14

I have a pointer to an array of bytes mixed that contains the interleaved bytes of two distinct arrays array1 and array2. Say mixed looks something like this:

a1b2c3d4...

What I need to do is de-interleave the bytes so I get array1 = abcd... and array2 = 1234.... I know the length of mixed ahead of time, and the lengths of array1 and array2 are equivalent, both equal to mixed / 2.

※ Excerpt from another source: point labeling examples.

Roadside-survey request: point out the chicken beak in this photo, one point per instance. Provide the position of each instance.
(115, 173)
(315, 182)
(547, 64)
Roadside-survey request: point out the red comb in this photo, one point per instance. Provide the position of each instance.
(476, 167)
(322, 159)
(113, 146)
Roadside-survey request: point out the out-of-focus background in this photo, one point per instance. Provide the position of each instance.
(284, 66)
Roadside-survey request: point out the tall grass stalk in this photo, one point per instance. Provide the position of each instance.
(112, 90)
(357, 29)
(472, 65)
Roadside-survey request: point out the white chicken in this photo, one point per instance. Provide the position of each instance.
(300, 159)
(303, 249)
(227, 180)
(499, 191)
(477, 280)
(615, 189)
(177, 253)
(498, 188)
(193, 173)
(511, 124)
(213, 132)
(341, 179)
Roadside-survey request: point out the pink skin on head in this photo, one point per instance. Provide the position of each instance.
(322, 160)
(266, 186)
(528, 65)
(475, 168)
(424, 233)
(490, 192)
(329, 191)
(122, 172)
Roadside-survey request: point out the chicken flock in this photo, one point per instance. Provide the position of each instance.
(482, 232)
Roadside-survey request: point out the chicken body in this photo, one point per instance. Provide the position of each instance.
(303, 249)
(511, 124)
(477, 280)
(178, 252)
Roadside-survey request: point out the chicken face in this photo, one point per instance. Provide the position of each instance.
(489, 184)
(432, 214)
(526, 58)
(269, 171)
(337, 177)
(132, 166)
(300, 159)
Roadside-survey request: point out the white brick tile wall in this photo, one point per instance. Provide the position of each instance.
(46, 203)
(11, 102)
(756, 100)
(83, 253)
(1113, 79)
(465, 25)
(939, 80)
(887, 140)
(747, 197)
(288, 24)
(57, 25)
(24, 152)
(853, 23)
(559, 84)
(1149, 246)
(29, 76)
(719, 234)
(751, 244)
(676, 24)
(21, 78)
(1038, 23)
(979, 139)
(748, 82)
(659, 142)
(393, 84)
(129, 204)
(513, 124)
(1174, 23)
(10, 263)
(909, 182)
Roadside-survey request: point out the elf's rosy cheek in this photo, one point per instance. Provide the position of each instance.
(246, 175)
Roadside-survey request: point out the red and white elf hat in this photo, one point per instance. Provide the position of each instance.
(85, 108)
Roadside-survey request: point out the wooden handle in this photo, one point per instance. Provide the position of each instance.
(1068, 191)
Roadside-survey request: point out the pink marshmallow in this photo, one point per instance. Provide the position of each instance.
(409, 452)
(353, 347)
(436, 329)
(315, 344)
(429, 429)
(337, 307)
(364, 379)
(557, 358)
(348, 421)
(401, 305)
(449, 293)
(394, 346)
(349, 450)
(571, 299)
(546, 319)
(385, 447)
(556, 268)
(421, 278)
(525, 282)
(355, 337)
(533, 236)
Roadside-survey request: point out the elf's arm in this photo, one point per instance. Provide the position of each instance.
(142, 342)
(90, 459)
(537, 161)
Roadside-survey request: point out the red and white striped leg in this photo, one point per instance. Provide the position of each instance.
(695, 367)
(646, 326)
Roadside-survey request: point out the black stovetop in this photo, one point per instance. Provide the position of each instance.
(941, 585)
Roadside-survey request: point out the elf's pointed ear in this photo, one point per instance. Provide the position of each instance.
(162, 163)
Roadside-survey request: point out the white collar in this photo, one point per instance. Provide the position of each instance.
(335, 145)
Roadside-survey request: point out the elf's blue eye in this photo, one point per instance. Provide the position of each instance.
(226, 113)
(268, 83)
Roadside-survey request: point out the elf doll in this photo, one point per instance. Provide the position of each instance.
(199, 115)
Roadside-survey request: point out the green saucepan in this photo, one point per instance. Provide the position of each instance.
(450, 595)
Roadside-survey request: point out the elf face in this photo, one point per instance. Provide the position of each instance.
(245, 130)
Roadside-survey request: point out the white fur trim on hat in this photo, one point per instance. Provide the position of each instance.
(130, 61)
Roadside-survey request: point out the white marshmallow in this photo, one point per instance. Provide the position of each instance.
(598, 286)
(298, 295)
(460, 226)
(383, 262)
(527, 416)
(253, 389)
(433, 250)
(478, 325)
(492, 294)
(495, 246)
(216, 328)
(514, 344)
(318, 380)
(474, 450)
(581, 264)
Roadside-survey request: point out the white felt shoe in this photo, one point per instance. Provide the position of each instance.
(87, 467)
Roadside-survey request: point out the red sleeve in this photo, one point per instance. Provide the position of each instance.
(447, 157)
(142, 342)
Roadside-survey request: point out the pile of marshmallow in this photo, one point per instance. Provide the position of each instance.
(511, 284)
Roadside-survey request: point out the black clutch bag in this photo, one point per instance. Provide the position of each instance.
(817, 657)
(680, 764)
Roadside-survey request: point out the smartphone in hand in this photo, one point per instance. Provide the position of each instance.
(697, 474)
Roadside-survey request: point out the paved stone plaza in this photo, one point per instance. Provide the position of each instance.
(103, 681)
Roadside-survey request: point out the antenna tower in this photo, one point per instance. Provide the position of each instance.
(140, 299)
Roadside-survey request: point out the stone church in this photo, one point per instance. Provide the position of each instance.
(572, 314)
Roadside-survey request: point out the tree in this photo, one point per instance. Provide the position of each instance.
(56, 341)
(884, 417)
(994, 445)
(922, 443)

Here is my current implementation (array1 and array2 are already allocated):

int i, j;
int mixedLength_2 = mixedLength / 2;
for (i = 0, j = 0; i < mixedLength_2; i++, j += 2)
{
    array1[i] = mixed[j];
    array2[i] = mixed[j+1];
}

This avoids any expensive multiplication or division operations, but still doesn't run fast enough. I'm hoping there is something like memcpy that takes an indexer that can use low-level block copy operations to speed up the process. Is there a faster implementation than what I currently have?

Edit

The target platform is Objective-C for iOS and Mac. A fast operation is more important for iOS devices, so a solution targeting iOS specifically would be better than nothing.

Update

Thanks everyone for the responses, especially Stephen Canon, Graham Lee, and Mecki. Here is my "master" function that uses Stephen's NEON intrinsics if available and otherwise Graham's union cursors with a reduced number of iterations as suggested by Mecki.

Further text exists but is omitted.